Why did he care? Maisie looked small on the ground like that, tied up and bound. My fingers itched for my gun. I glanced at Sawyer; his hand was already wrapped around his holster, waiting for my movement.
“Last night,” I answered.
“Only last night?” Forrest rubbed his brow. “Lying to your father-in-law so soon?” he asked Maisie. She tossed her head to the side, grunting in response. I reached for my knife—she needed to get out of those ropes—but my father held up his gun. “She doesn’t go free yet.”
Free.
Maisie had received chances to go free. She could have left before the wedding. When I told her to run away. When we were in the train tunnel together. She had the chance to kill me, back then. She could have killed me when I was cuffed. But she had stayed. Every damn time.
Had Forrest taken her from Bambi’s motel, or had Maisie come back to the farm, returning to me?
Sawyer aimed his gun at my forehead.
Kill her. Or die myself.
Forrest handed me his gun, the same blue swirled engravings as the gun I had used for my first kill.
“You know what must be done,” Forrest said.

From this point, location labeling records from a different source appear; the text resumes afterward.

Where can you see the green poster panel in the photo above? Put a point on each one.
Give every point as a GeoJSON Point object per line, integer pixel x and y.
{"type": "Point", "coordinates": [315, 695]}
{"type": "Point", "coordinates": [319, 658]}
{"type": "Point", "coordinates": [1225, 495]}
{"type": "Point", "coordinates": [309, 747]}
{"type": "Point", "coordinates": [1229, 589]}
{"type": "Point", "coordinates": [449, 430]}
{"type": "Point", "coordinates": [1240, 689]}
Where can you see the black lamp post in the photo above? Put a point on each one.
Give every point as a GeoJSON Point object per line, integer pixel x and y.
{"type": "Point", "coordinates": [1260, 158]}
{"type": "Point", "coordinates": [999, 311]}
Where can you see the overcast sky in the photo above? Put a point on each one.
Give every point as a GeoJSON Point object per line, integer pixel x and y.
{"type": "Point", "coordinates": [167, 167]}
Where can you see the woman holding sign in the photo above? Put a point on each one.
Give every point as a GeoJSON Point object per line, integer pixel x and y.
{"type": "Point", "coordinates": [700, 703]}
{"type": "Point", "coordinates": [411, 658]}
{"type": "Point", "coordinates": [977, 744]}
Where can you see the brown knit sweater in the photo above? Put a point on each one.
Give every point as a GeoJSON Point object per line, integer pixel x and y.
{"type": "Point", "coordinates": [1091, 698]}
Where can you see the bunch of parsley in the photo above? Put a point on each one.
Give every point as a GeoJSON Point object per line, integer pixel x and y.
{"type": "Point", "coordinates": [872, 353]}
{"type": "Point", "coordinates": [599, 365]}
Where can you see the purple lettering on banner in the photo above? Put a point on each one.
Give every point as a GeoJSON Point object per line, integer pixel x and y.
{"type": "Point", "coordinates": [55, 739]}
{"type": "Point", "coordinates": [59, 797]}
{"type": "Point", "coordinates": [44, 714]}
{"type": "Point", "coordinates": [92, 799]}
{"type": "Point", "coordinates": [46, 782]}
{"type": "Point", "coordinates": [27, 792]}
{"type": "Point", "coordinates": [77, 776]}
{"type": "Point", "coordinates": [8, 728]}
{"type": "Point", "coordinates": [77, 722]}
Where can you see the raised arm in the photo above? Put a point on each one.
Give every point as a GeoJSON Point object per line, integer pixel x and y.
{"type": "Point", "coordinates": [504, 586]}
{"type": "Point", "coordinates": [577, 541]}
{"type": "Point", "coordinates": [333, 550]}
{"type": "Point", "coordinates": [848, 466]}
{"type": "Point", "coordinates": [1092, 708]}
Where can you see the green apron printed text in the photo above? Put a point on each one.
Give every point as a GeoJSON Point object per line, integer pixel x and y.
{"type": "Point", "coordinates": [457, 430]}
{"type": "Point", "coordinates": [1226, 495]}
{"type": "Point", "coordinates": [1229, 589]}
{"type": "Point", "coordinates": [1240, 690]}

I took the gun, holding it in my grip. This time, the weight didn’t surprise me. I pulled back the hammer and kept my lips shut. Raising the gun, I aimed the barrel between Maisie’s eyes. Her eyelids twitched, but her gaze was focused, unmoving.
She wasn’t afraid.
She knew to trust me.
Why did she trust me?
“Don’t be a pussy,” Forrest said in a guttural voice.
I lowered the barrel, then faced my father, my gun aimed at the ground. “In my own time,” I said.
“There won’t be another time,” Forrest laughed. “Trust me. It only gets harder the longer you wait. I had ten years.Ten yearsbefore I finally gave in.” He scratched his jaw. “I expected this from Sawyer, but not you.”
Sawyer had fought my father on the Feldman Offering for a long time. But he brought his lover’s charred corpse back to the farm as proof of his loyalty. But rage had simmered inside of him at what he was forced to do. He hadn’t been the same after that.
I wasn’t going to burn, shoot, or stab Maisie.
Not unless I went down with her.
Adrenaline buzzed through me. Death with Maisie was a veryrealpossibility. And for once, I didn’t want to die. I wanted to be with her.
“This is taking too long,” Sawyer said under his breath. He aimed his gun at Maisie. “I’ll do it.”